Dieses Buch ist kein politisches Handbuch. Es beruht auf der vielleicht gewagten Annahme, dass wir immer noch Zeit haben – oder uns die Zeit nehmen sollten –, über Grundprinzipien nachzudenken. Diese Grundprinzipien diktieren keine hochspezifischen Institutionen oder detaillierten politischen Regeln. Demokratie lässt sich nicht auf eine einzige Form reduzieren, und es gibt mehr als eine Möglichkeit, sie zu leben (wie es auch mehr als eine Möglichkeit gibt, sie vorzutäuschen). Wie der große französische politische Philosoph Claude Lefort bemerkte, sind einige dieser Möglichkeiten uns bislang wahrscheinlich noch gar nicht in den Sinn gekommen (was allerdings zugleich bedeutet, dass auch den Gegnern der Demokratie möglicherweise einige Strategien zu deren Unterminierung noch nicht in den Sinn gekommen sind).
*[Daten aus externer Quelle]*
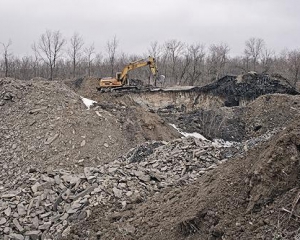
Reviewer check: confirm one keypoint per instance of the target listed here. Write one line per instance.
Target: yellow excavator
(121, 81)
Eine weitere vielleicht gewagte Annahme lautet, dass die Demokratie immer noch herrscht – und zwar in dem Sinne, dass viele Menschen in aller Welt sie für erstrebenswert halten. Sie sehen in ihr weiterhin ein politisches System, das zwar gewaltige Schwierigkeiten hat, aber immer noch am ehesten geeignet ist, Unterdrückung zu vermeiden und den Menschen die Chance auf ein anständiges Leben in Gemeinschaft zu geben.